Берта сразу стала суровой.
— Ни за что, — помотала она головой. — Вы с ним задали нам волнений! Ваш отец тут же вышвырнул бы меня, если бы подумал, что я вам все это рассказала. И вообще вам сюда, вниз, нельзя, вы же знаете. Обеим нам будет несладко, если вас тут поймают. Идите быстро наверх, пока матушка вас не хватилась.
Элен вернулась в уютный теплый класс, где сестры старательно учили стихотворение, чтобы потом прочитать его маме. Элен тоже села, раскрыв на коленях сборник стихов, но мысли её были далеко отсюда. Она выглядывала в окруженный стеной сад, где разрешалось играть ей с сестрами, и думала о Жанно. Он никогда не играл с ними в саду: ему было запрещено заходить дальше двора за кухней, но сейчас и этот двор был для него запретен. Зато у него была свобода Парижа. Его мир — улицы, а Элен обречена на жизнь взаперти, и, несмотря на грязь и голод, которые, как знала девочка, были неизбежны, она завидовала Жанно. Ее тянуло снова с ним поговорить, и она подумала, что раз Берта ни за что не скажет, когда придет Жанно, может, тогда это сделает Пьер? Элен решила, что надо будет попытаться выбрать момент и спросить у конюха.

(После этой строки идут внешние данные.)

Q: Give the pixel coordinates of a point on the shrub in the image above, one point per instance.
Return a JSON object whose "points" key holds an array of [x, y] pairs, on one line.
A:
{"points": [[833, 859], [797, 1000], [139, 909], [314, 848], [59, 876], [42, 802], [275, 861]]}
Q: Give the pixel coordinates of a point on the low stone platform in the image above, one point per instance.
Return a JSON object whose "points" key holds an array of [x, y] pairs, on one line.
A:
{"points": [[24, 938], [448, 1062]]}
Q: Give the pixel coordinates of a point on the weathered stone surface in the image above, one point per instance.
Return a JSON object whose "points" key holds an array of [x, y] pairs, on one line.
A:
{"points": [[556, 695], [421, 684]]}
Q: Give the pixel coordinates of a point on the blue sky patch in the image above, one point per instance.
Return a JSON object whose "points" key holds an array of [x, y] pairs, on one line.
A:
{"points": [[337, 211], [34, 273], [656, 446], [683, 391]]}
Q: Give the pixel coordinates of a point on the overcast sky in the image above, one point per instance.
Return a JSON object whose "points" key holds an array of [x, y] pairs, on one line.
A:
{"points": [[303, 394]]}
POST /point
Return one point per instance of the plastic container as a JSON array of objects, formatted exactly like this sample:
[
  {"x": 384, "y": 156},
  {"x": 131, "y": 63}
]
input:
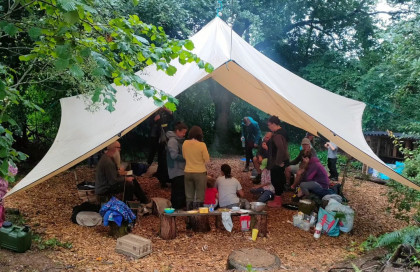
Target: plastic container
[
  {"x": 245, "y": 222},
  {"x": 134, "y": 246},
  {"x": 306, "y": 206},
  {"x": 203, "y": 210},
  {"x": 15, "y": 238},
  {"x": 169, "y": 210},
  {"x": 318, "y": 229}
]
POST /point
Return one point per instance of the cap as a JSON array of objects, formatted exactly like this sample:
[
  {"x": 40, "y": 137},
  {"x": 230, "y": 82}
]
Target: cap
[
  {"x": 263, "y": 164},
  {"x": 305, "y": 141}
]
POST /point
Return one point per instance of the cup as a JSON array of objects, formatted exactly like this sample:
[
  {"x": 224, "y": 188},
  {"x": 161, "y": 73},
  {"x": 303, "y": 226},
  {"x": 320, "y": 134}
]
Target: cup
[{"x": 254, "y": 234}]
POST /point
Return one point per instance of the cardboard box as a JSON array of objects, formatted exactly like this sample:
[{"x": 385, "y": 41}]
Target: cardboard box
[{"x": 134, "y": 246}]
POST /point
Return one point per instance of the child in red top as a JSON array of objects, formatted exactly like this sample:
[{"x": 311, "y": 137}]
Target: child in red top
[{"x": 211, "y": 195}]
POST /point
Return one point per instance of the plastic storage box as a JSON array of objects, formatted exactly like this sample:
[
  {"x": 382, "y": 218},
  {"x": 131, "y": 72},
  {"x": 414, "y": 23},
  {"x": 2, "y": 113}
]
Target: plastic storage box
[
  {"x": 15, "y": 238},
  {"x": 134, "y": 246}
]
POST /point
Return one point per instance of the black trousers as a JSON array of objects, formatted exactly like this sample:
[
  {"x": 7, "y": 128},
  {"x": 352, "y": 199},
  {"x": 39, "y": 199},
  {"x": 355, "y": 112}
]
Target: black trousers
[
  {"x": 278, "y": 179},
  {"x": 332, "y": 166},
  {"x": 160, "y": 148},
  {"x": 249, "y": 145},
  {"x": 178, "y": 192},
  {"x": 131, "y": 189}
]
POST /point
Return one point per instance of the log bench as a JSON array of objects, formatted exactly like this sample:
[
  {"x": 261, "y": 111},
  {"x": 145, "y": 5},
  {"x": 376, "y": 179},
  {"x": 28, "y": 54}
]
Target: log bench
[{"x": 168, "y": 222}]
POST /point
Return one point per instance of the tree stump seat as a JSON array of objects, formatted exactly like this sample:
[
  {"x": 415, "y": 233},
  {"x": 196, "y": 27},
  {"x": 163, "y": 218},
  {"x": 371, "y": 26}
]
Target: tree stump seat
[{"x": 200, "y": 222}]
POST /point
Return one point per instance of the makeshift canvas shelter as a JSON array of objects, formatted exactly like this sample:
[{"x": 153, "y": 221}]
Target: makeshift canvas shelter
[{"x": 242, "y": 70}]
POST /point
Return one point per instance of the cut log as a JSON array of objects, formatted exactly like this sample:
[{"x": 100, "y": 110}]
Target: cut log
[
  {"x": 200, "y": 223},
  {"x": 167, "y": 227},
  {"x": 253, "y": 259},
  {"x": 259, "y": 221},
  {"x": 116, "y": 231}
]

Такая возможность представилась очень скоро, в день прохладный, но солнечный, когда девочек послали в сад подышать свежим воздухом. Они решили поиграть в прятки. Элен, закрыв глаза, считала до ста, а сестры прятались. Начав их искать, девочка заметила, что дверь между садом и каретным двором приоткрыта. Подумав, не решилась ли Клариса там спрятаться, Элен заглянула, но никого не увидела. Дверь в конюшню тоже стояла открытой, и Элен поняла, что это и есть та возможность, которую она ищет. Воровато оглянувшись, Элен выскользнула из сада, перебежала каретный двор и вошла в конюшню посмотреть, нет ли там Пьера. «Если кто-нибудь спросит, что я тут делаю, — подумала Элен, — скажу, что играла с сестрами в прятки и искала Кларису».
Она тихонько прокралась, заглядывая в незакрытые отделения. Все они были пусты, и Элен дошла до сбруйного сарая в конце конюшни, где и обнаружила Пьера с Жанно.
Она подкралась так тихо, что несколько секунд еще простояла в дверях, пока ее заметили. Жанно, сидя на полу рядом со старой железной печкой, жадно ел с оловянной тарелки хлеб и сыр, а Пьер, сидевший на старой седельной стойке спиной к двери, расспрашивал о случившейся накануне уличной драке.